Thorne Princess(107)
He was who he was. A dark horse who’d made it against all odds—without pedigree, without a name, and without a soul. He wasn’t malicious, no. Simply careless. And I could no longer afford to surround myself with people who didn’t care about me.
“You’ll convince him.” I tipped my chin up.
“You’re making a mistake.” Ransom caught the tip of my chin between his fingers. I swatted his hand away.
“Stop telling me what I’m feeling, what I’m thinking, what I’m doing. Stop gaslighting me. Just leave. Right now. And never contact me again.”
“Do you truly mean it?”
I closed my eyes, the pain too much to bear. “Truly.”
And I knew in that moment he’d never contact me again. That he was too proud, too fucked-up, to ever concede. Bow down. Show weakness.
I forced my body to step back, feeling like my legs were made out of concrete. Turning away from him, giving him my back, was the hardest thing I’d had to do.
He was, after all, my protector.
The man who taught me so much about myself.
The man who made me laugh.
Who made me live again.
Who made love to me, when I’d thought I would perish under the touch of another.
“Princess.” His voice made me stop at the foot of the curved stairway. I didn’t turn around. Didn’t trust myself enough. “I’m really proud of you.”
“I know.”
“You’re doing the right thing.”
“I know that, too.”
He’d wanted to say something else. I could feel it. But in the end, all I heard was the soft click of my door as it shut.
For the first time ever, I allowed myself to let go, collapse on the stairs, sobbing into my arms, letting my whole body break, and not just my heart.
“You goddamn idiot.”
Tom plastered his forehead to the cool steel of our agency’s door, closing his eyes. His breathing was labored, and he looked ready to kill someone.

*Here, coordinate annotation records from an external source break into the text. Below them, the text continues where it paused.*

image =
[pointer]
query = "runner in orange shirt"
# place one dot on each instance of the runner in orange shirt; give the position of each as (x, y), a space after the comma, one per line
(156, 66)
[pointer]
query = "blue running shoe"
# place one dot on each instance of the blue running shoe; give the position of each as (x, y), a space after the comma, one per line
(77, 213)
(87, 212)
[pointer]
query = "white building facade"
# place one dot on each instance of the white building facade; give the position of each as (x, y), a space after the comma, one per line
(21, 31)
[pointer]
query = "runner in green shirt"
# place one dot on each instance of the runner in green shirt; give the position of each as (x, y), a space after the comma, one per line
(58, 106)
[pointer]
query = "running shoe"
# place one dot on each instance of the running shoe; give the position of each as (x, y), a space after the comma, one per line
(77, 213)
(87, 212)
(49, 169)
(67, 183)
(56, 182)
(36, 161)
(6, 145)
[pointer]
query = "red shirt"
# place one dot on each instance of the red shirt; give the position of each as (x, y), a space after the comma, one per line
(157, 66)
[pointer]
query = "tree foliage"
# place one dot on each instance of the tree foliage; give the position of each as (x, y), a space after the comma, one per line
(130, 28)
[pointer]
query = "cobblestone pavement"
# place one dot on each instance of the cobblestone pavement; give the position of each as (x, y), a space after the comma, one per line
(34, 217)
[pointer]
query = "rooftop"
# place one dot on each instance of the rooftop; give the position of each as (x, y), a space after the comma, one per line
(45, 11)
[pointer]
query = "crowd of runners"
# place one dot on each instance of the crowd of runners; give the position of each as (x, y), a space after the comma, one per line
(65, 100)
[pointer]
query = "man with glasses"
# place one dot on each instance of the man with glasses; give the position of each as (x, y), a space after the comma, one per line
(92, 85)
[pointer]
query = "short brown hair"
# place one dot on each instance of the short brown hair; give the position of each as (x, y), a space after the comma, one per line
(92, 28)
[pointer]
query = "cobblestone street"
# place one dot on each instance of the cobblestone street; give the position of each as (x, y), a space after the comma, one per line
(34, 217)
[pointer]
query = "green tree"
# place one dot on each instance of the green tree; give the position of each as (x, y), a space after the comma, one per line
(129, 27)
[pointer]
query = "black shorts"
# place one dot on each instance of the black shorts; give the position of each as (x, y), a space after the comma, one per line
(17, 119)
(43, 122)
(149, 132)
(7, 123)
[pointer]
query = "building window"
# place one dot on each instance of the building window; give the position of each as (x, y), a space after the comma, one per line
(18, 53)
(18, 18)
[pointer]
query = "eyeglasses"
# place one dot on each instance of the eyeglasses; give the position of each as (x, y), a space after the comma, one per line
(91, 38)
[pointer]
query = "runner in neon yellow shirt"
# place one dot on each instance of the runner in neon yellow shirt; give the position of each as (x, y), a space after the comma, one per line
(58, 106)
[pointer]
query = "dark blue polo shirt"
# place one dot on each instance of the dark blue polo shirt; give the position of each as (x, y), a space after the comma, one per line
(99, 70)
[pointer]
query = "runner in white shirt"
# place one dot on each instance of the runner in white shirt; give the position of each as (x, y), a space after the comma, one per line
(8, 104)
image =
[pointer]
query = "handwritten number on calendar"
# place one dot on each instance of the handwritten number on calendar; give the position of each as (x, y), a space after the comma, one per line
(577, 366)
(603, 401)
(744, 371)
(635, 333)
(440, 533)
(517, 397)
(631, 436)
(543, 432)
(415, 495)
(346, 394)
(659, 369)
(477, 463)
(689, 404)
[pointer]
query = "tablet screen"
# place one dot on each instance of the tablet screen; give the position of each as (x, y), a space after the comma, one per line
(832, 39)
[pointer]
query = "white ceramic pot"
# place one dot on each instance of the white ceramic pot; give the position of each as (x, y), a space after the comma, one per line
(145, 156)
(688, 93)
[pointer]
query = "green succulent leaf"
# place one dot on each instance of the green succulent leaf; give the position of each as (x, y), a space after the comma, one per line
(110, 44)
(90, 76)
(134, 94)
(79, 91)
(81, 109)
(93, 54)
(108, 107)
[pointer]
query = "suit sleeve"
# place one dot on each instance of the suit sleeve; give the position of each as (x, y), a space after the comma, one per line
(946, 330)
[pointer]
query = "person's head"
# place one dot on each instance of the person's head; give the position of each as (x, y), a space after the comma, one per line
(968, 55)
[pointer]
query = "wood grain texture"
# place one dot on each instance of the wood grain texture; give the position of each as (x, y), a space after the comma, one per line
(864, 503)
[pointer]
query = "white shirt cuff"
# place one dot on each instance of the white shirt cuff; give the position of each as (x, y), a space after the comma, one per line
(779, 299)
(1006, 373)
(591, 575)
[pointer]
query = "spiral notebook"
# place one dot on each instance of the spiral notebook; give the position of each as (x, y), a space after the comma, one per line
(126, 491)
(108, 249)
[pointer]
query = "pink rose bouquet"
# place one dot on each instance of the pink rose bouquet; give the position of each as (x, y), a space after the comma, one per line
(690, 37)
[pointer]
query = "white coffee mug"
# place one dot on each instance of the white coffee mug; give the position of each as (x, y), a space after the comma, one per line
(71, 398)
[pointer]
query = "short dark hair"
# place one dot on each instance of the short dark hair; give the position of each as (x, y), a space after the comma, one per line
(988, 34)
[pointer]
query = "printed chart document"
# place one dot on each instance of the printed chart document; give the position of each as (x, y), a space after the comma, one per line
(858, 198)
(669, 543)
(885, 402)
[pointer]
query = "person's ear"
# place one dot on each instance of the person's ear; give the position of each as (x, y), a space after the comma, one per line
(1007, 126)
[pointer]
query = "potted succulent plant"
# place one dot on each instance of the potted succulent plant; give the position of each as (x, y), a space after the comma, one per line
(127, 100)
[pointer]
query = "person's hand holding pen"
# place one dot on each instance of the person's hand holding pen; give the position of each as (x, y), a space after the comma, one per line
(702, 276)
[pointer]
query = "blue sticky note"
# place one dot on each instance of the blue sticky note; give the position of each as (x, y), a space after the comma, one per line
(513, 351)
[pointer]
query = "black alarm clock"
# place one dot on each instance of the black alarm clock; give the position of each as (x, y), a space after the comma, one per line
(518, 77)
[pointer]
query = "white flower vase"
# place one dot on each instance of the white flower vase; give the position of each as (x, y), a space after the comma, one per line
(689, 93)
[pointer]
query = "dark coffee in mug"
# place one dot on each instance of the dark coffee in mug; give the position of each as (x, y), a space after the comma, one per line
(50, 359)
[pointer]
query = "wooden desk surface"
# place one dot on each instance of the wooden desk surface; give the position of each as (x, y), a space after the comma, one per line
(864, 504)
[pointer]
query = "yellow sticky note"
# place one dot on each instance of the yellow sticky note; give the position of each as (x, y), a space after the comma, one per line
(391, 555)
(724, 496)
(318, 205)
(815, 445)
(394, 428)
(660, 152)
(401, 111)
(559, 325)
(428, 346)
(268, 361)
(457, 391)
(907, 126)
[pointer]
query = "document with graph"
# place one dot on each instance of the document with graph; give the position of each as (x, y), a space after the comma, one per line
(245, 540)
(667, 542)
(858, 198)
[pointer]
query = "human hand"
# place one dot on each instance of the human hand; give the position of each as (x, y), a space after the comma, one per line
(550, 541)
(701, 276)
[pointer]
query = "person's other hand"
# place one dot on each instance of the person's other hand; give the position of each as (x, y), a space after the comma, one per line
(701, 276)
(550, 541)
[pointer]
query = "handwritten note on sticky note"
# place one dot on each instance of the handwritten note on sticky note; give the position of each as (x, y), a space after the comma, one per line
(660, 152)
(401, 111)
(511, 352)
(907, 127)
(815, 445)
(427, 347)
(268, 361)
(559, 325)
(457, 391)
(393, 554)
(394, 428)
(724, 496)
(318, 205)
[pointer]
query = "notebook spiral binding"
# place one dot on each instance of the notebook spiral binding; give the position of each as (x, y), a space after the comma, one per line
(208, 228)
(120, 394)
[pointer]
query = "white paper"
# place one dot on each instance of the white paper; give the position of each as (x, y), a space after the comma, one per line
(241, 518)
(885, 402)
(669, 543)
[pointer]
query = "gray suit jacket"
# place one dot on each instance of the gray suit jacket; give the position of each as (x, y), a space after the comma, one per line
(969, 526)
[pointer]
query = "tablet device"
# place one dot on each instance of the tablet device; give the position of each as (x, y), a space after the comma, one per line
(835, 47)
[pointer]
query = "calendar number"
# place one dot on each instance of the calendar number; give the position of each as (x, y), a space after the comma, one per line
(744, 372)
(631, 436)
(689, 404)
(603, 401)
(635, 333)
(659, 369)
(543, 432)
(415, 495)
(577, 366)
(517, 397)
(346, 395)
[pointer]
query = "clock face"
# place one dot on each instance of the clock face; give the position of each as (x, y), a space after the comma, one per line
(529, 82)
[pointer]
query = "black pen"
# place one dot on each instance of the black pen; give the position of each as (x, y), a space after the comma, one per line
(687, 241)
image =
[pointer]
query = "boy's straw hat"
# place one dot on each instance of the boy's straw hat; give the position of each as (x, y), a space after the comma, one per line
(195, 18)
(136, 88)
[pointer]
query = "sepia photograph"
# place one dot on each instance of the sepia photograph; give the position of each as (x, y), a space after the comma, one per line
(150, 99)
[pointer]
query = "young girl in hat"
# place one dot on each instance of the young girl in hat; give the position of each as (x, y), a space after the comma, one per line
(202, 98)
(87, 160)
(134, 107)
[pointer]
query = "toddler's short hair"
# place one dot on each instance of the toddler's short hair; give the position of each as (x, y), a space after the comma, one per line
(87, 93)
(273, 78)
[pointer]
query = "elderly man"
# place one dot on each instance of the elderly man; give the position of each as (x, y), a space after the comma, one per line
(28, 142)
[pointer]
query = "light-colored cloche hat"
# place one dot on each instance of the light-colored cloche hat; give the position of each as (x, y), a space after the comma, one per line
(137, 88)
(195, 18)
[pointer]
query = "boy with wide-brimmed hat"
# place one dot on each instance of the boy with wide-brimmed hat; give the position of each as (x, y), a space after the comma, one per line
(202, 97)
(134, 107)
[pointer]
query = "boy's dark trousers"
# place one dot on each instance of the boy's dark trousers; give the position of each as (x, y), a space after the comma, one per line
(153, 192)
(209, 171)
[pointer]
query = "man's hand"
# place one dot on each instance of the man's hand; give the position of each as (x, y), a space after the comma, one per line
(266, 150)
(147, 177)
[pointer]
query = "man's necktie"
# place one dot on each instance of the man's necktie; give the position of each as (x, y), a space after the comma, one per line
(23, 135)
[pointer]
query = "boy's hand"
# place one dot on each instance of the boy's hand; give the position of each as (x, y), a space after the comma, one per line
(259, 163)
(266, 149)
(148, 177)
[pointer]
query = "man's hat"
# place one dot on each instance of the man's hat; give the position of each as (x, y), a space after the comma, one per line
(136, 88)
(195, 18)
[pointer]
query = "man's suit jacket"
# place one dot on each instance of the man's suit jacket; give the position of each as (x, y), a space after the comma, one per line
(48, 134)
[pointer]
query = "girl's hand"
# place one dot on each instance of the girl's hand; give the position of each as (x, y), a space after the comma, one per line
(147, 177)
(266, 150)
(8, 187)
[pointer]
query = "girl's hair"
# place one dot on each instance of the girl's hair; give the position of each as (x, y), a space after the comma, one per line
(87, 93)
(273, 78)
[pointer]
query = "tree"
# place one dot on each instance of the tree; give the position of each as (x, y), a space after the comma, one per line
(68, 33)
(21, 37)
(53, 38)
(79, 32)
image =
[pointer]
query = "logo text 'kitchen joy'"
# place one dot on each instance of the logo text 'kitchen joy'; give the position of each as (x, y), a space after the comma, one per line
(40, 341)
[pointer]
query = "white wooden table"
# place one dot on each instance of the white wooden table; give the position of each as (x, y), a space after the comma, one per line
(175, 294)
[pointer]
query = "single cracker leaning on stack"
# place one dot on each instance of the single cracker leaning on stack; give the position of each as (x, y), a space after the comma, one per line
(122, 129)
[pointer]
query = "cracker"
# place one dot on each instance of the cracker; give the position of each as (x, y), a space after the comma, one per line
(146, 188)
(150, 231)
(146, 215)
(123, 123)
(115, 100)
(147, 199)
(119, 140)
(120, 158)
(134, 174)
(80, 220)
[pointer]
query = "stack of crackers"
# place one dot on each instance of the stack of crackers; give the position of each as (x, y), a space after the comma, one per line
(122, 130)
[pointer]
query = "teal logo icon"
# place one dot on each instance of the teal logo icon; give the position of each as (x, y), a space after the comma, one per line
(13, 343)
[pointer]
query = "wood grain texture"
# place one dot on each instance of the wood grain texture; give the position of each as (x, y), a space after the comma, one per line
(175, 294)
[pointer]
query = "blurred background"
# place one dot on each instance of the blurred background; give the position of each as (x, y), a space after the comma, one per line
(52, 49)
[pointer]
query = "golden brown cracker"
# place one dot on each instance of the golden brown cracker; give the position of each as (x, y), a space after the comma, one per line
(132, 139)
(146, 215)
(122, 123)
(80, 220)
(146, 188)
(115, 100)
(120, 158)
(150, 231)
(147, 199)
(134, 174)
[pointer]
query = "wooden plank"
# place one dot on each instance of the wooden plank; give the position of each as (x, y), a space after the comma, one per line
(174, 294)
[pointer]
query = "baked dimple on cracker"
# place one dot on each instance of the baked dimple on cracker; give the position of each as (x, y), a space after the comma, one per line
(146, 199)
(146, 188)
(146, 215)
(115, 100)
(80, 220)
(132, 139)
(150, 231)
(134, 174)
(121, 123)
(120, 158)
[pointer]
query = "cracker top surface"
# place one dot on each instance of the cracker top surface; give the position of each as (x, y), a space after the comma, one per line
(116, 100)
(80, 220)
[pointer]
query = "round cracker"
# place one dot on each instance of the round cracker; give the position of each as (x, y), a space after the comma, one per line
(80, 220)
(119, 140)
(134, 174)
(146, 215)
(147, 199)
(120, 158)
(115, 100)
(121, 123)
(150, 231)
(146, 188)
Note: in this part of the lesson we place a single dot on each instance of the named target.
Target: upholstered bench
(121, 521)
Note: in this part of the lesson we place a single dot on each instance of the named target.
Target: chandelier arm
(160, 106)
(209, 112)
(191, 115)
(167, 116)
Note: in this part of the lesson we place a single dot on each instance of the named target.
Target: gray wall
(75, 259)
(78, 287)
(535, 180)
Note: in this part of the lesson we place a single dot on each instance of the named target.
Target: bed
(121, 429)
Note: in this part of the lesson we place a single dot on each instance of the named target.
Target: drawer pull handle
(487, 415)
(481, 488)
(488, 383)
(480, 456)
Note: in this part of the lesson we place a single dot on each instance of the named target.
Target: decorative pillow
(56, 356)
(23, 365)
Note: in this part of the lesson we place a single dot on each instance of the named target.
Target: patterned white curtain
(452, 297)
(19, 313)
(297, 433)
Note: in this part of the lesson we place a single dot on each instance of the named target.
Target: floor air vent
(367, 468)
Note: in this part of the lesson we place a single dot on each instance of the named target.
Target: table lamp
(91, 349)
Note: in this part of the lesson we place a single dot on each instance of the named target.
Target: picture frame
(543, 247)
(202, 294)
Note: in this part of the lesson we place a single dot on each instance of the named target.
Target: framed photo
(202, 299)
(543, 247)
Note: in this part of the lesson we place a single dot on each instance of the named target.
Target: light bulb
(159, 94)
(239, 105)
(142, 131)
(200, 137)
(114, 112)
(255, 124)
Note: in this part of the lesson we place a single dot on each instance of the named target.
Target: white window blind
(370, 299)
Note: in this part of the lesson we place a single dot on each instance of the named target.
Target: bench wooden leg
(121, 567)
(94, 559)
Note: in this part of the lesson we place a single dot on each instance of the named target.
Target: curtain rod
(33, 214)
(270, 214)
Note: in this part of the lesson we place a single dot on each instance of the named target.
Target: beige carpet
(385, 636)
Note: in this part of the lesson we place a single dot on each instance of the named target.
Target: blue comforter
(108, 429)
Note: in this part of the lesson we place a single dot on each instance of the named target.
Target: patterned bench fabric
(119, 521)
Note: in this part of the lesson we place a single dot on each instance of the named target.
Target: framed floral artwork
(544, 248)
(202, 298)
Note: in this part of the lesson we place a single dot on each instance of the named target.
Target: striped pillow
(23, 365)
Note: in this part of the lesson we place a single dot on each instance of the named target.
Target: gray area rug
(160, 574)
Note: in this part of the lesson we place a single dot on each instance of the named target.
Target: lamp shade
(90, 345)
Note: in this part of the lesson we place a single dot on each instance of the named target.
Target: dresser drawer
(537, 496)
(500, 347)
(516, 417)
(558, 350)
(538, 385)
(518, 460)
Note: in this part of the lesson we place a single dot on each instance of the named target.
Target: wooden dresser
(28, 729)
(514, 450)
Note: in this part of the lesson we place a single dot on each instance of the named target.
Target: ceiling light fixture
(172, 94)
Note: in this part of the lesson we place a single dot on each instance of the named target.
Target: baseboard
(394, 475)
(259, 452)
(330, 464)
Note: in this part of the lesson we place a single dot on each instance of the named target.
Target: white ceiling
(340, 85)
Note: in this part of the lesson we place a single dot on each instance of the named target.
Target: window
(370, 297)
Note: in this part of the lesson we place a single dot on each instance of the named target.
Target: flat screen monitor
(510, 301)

Me. I was that someone. And I deserved a good beating for what I’d done.
Leaning against my desk with my arms crossed, I let him blow off some steam.
“You put your client at risk, let her out of your sight, and kept the entire mess from me. I can’t believe you.”
He pushed off of the door, pivoting into the common area of the agency. He kicked a trashcan. It rolled along the floor, spitting crumpled papers and chewed gum.
With calm I didn’t feel, I noted, “You were the genius who insisted I take the job.”
“I didn’t know your beef with the Russians was an ongoing matter!” Tom threw his arms up in the air, shouting.
“Neither did I,” I flat-out lied.
“And now she fired you.”
That one sliced through my chest like a rusty knife.
“We’ve decided it was best if we parted ways. She won’t say a word to her father about it. He’ll think it was just the mafia being the mafia. She’s high profile, loaded, sought-after—”
“Something’s not making sense here.” He raised his hand, stopping me midsentence.
I arched an eyebrow. “Oh?”
“You’ve never kept shit like this from me. Ever.” Tom stalked toward me, his eyes zinging with determination. “You’re not giving me the whole story. Why did you keep it to yourself? Why didn’t you tell me about the Russians right away?”
Because I couldn’t stay away from a certain Thorne Princess.
“I can handle my own problems.”
“Bullshit!” He slammed his palms against my chest, pushing me. The desk scraped behind me. “Give me the missing piece.”
“There’s no missing piece.”
“I’ll go and ask Miss Thorne herself. She’ll answer, too. That girl couldn’t lie if her life depended on it,” Tom warned.
He wasn’t wrong. Hallie was pure as fresh-fallen snow. Still, what were the chances he’d hurl his ass all the way to California just to ask her? I stared at him flatly, calling his bluff.
Tom waltzed over to our secretary’s desk, ripping a Post-it note from a pile and scribbling something, slapping it against her screen.
Get me on a flight to L.A. Today.
T
He picked up the phone and made a call.
“What’re you doing?” I asked tersely. I didn’t have patience for this shit. I was tired, agitated, and above all, still digesting the fact that Hallie had thrown me out of her life.
“Calling Holmes’ daughter. At the funeral—which you bailed on, by the fucking way—I promised I’d give her a call if I’m in Cali again. She wants to talk about her dad.”
The asshole meant business. He was going to jet to California and hear from my former employee how I’d fucked her.
It was time to face the music, even if it sounded like a cat in heat.
“I fucked her,” I spat out finally.
Tom froze, his phone still pinned to his ear. I heard a few, faint hellos from the other line. Slowly—very fucking slowly—he lowered his phone, killed the call, and tucked it into the inner pocket of his blazer.
“You fucked the ward?”
Hearing the words flung back at me, they sounded all wrong. I waved my hand dismissively.